Considerato uno dei papabili alla presidenza subito dopo la caduta dell’ex raìs, El Baradei era stato criticato in Egitto per essere stato troppo tempo fuori dal Paese e per non essere sufficientemente a conoscenza delle esigenze dell’elettorato. Altri lo avevano accusato di essersi troppo avvicinato ai Fratelli musulmani, che recentemente, però, ne avevano preso le distanze. A novembre quando si era dimesso il governo di Essam Sharaf, Baradei si era proposto come premier di un governo di salvezza nazionale, che traghettasse l’Egitto fino alle presidenziali.
Nei mesi scorsi Baradei ha avuto parole molto dure nei confronti del Consiglio militare, soprattutto per la gestione della sicurezza. Durante gli scontri nei pressi di piazza Tahrir a fine novembre ha denunciato «un massacro con gas nervino». A dicembre durante le violenze davanti al consiglio dei ministri, Baradei ha definito l’azione delle forze dell’ordine come «brutale e barbara». 

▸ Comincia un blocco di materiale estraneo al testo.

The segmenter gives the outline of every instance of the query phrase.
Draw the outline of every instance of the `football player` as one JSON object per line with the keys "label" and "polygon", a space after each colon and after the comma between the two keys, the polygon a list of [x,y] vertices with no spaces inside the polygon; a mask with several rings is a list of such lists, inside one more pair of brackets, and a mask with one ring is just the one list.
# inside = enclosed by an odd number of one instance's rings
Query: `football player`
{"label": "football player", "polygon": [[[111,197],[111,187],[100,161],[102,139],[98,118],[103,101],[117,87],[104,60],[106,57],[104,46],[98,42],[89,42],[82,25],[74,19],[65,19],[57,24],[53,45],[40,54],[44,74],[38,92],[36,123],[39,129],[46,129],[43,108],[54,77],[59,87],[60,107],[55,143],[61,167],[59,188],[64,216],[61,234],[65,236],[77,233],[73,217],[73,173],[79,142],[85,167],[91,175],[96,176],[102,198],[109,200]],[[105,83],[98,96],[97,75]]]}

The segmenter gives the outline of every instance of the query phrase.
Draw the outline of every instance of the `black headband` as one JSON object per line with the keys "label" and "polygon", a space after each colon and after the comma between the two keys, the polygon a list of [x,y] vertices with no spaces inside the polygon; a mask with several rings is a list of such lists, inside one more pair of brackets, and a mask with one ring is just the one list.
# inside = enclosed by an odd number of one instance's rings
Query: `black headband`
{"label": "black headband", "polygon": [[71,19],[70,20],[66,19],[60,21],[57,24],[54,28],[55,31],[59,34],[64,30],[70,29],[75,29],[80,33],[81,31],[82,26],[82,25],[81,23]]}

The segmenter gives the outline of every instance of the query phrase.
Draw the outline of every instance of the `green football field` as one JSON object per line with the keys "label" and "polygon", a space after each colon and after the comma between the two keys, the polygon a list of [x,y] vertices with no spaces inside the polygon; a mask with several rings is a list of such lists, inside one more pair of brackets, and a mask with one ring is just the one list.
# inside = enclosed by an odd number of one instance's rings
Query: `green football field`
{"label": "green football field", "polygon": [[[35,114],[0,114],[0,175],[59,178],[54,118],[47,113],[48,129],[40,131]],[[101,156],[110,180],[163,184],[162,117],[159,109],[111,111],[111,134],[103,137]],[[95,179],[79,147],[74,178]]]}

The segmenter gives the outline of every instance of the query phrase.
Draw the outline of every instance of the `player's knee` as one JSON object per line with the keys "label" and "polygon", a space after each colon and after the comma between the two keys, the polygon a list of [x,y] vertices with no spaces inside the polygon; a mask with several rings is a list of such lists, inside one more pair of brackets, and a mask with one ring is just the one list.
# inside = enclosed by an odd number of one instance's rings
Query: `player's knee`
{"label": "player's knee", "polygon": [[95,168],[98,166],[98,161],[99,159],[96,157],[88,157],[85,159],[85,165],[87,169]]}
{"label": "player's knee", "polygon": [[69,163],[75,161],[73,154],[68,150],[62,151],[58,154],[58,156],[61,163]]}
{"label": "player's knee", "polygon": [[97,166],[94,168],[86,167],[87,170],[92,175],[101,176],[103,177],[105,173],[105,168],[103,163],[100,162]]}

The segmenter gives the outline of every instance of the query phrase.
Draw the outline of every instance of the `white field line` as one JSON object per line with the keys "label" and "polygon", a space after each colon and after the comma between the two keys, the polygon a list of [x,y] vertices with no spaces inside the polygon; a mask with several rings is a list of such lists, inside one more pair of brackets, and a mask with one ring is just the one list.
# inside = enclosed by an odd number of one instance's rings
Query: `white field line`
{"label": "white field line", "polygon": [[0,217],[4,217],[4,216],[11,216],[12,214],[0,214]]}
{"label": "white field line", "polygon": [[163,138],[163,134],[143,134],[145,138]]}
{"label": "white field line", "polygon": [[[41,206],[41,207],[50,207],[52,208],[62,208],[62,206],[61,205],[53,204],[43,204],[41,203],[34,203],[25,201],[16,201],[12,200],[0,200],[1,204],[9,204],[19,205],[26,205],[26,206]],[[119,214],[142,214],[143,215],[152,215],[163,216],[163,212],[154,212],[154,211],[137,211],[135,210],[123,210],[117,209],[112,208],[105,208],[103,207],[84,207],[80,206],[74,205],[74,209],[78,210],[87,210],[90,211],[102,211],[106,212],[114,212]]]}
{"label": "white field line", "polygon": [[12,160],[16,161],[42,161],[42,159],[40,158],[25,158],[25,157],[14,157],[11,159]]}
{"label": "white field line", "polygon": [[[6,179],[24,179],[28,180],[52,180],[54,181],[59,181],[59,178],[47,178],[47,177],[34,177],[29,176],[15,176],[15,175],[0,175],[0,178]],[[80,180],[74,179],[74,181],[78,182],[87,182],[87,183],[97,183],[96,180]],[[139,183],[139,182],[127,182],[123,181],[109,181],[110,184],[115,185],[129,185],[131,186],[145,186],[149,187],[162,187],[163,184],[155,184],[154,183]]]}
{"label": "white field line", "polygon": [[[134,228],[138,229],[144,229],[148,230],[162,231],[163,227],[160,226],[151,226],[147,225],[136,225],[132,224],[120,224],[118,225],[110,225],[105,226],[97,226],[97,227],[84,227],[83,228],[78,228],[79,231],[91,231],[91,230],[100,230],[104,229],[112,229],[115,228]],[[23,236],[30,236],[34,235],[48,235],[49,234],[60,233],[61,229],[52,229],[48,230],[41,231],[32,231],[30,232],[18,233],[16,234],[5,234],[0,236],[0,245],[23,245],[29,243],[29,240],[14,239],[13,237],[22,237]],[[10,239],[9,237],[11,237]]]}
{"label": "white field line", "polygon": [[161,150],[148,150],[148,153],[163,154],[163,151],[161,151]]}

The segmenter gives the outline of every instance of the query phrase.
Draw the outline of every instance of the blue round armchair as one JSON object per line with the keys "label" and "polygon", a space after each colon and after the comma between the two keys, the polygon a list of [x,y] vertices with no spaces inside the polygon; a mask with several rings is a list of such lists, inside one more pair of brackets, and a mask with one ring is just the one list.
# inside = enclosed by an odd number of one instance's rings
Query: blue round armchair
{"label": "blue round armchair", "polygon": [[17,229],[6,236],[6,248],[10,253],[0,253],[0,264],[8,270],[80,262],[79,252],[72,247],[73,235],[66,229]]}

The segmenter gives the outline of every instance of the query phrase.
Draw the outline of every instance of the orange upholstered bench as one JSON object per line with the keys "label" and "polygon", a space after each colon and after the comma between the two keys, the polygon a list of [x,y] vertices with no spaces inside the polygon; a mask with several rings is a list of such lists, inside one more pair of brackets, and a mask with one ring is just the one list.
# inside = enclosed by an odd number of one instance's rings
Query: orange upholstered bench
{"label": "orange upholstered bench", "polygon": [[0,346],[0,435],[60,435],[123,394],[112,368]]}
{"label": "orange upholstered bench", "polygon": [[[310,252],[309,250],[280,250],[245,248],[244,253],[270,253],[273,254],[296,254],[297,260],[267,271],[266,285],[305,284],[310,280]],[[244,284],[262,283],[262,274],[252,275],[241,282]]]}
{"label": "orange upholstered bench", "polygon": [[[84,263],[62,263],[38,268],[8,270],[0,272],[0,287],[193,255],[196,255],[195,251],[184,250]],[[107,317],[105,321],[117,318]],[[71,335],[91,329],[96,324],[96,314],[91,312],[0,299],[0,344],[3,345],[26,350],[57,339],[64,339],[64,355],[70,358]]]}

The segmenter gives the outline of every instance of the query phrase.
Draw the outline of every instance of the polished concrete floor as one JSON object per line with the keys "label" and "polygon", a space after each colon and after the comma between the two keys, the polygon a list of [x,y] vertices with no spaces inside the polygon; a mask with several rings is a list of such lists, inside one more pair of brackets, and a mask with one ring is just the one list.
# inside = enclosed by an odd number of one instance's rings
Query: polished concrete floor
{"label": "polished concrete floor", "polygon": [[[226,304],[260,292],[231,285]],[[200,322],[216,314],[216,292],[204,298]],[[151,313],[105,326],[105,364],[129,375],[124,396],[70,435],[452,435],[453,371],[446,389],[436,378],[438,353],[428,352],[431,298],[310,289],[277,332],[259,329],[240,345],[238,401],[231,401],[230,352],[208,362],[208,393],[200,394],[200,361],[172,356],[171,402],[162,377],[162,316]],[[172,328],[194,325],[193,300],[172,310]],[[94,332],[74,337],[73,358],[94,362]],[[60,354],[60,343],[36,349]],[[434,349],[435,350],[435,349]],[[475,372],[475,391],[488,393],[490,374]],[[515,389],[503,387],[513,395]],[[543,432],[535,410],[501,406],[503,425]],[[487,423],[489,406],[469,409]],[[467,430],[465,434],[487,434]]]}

I rapporti fra il fronte dei partiti nati dopo la rivoluzione e la Giunta guidata dal maresciallo Mohammed Hussein Tantatwi sono estremamente tesi. I generali non sembrano aver l’intenzione di voler passare i poteri quest’anno al Parlamento (che sarà  dominato dai partiti islamisti usciti vincitori dal recente voto), rinviando a data da definirsi la loro uscita di scena, rimanendo in una posizione determinante e mantenendo gli appannaggi e i privilegi della loro casta. Forse il ritiro di el Baradei riflette la consapevolezza che non ce l’avrebbe fatta a raggiungere l’obiettivo della presidenza in un contesto nel quale i Fratelli Musulmani affermano di avere incassato il 46% dei voti nelle recenti elezioni per il Parlamento e i salafiti del Partito Al Noor sono accreditati con un 23%.